6. The method of manufacturing a micro-arm MZI mode monitor of claim 5, wherein in said step S1, the two optical fibers are pulled tightly together and the two optical fibers and the discharge electrode are in the same plane.

7. The method according to claim 5, wherein in the step S2, the discharge intensity is 250 and the discharge time is 250ms.

8. The method of claim 5, wherein in the step S3, the distance between the first and second fusing points is 4.5cm.

9. The method of claim 5, wherein the single mode fiber has a core and cladding diameter of 8.2 μm and 125 μm, respectively, and the coreless fiber has a diameter of 125 μm.

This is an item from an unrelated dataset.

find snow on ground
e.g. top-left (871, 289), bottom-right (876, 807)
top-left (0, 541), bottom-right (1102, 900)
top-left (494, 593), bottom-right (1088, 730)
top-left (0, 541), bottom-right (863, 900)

10. A principle of operation of a microbeam MZI mode monitor according to any of claims 1-4, characterized in that the incident light output by the broadband light source (1) enters the beam splitting coupling point (4) through the single mode fiber one (3) and is split into two parts, one part of the light is transmitted in a fundamental mode form in the reference arm (6) made of the single mode fiber, the other part of the light is transmitted in a multimode form in the interference arm (5) made of the coreless fiber, the transmission phase shift of the light in the two modes is generated due to the fact that the transmission paths of the light in the interference arm (5) and the reference arm (6) are different, when the light signal reaches the coupling area (7), interference occurs due to the fact that the transmission phase shifts of the light signals in the different modes are different, the transmitted light is monitored to the spectrum analyzer (10) through the single mode fiber two (9), the transmitted light is monitored, the spiral micrometer (12) on the rotary translation stage is changed, the curvature of the microbeam MZI is adjusted, and the transmission characteristics and the spatial variation characteristics of the MZI are analyzed, so that the spectral characteristics are analyzed.